La economía de la zona euro dibujó una diagonal ascendente en el tercer trimestre del año. Según la oficina estadística Eurostat, los países de la moneda única experimentaron en ese periodo un crecimiento sin precedentes 12,7% trimestral y del 12,1% en el conjunto de la UE. Aun así, Europa no tiene todavía el dibujo completo de la forma que recorrerá esta crisis. La generalización en todo el continente de las restricciones a la vida cotidiana de ciudadanos y empresas ante la segunda oleada de contagios lleva a pensar en una trayectoria en forma de W en lugar de V. Bruselas cree que tiene todas las armas para impulsar de nuevo la economía, pero el grueso de estas sigue sin estar a punto.

Tras sufrir una contracción del Producto Interior Bruto (PIB) del 11,8% en el segundo trimestre, la mayor desde la Segunda Guerra Mundial, las economías europeas rebotaron con fuerza. Incluso por encima las expectativas de los inversores. La economía francesa creció un 18,2%, la de España, un 16,7%; Italia, un 16,1%; Portugal, un 13,2%; Austria, un 11,1%, y Alemania, un 8,2%. En general, los países con mayores caídas vieron también mayores rebotes, aunque dada la magnitud de esos números Eurostat advierte de que las fuentes de las que se nutre son incompletas y necesitará más revisiones.

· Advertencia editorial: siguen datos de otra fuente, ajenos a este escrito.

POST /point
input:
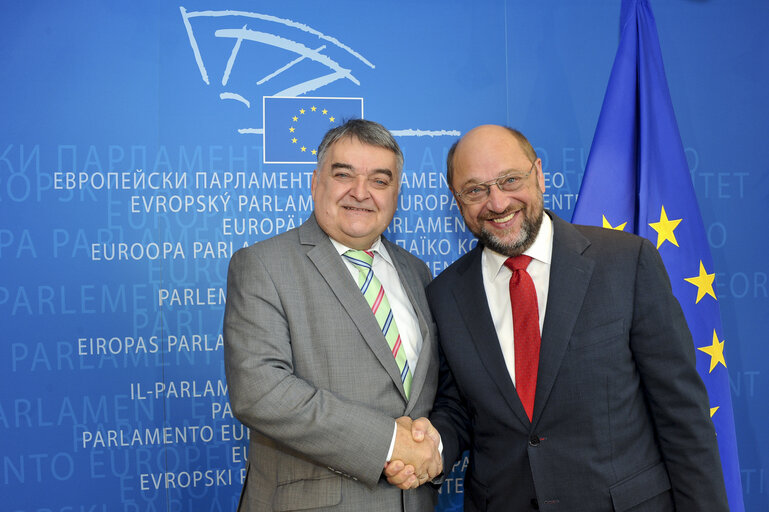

Esos datos, no obstante, no impresionaron a los mercados. Para empezar, todavía falta un buen tramo para llegar a los niveles anteriores de la crisis. Según Eurostat, el PIB del tercer trimestre es un 4,3% inferior al del mismo periodo de 2019 en los países del euro y de un 3,9% para el conjunto de la UE. Además, las perspectivas que se abren en la zona euro hoy no tienen nada que ver con la situación de verano. Francia ha señalado el camino al resto de socios de la UE ordenando otro confinamiento; Alemania o Italia han endurecido sus restricciones, y Bélgica previsiblemente lo hará este viernes.

La Comisión Europea actualizará la semana que viene sus previsiones para 2020 y 2021. Bruselas hasta ahora asumía que los países podrían mantener más menos bajo control el virus. El nuevo escenario, junto a la posibilidad de un Brexit sin acuerdo, podrían recortar las expectativas de la UE. Un alto funcionario comunitario consideró que las consecuencias de esos confinamientos son ya “inevitables”. En una entrevista a EL PAÍS, el presidente del Eurogrupo, Paschal Donohoe, cree que los efectos de esta nueva fase pueden ser “muy graves”, pero cree que la zona euro tiene las herramientas para combatirla.

El Eurogrupo aprobó el pasado mes de abril un paquete de emergencia de hasta 540.000 millones de euros para ayudar a reforzar la sanidad (240.000 millones en préstamos del Mede); proteger empresas (200.000 millones del BEI) y puestos de trabajo (100.000 del fondo SURE). Además, los líderes europeos dieron luz verde a un paquete de recuperación de 800.000 millones de euros. El problema de esos fondos es que por ahora solo han llegado a la economía 17.000 millones para financiar sistemas para salvaguardar temporalmente empleos, como los ERTE y que los gobiernos siguen rechazando acudir al Mede pese al ahorro que supondría para muchos de ellos.

El comisario de Economía, Paolo Gentiloni, ya enfrió esta semana las perspectivas de una rápida recuperación y, ante la segunda oleada de contagios, urgió a la Eurocámara y al Consejo que aceleren los trabajos para aprobar el fondo de reconstrucción europeo. “Europa está experimentando ahora una fuerte segunda fase de la pandemia, con números que van por el mal camino en todo el continente”, sostuvo.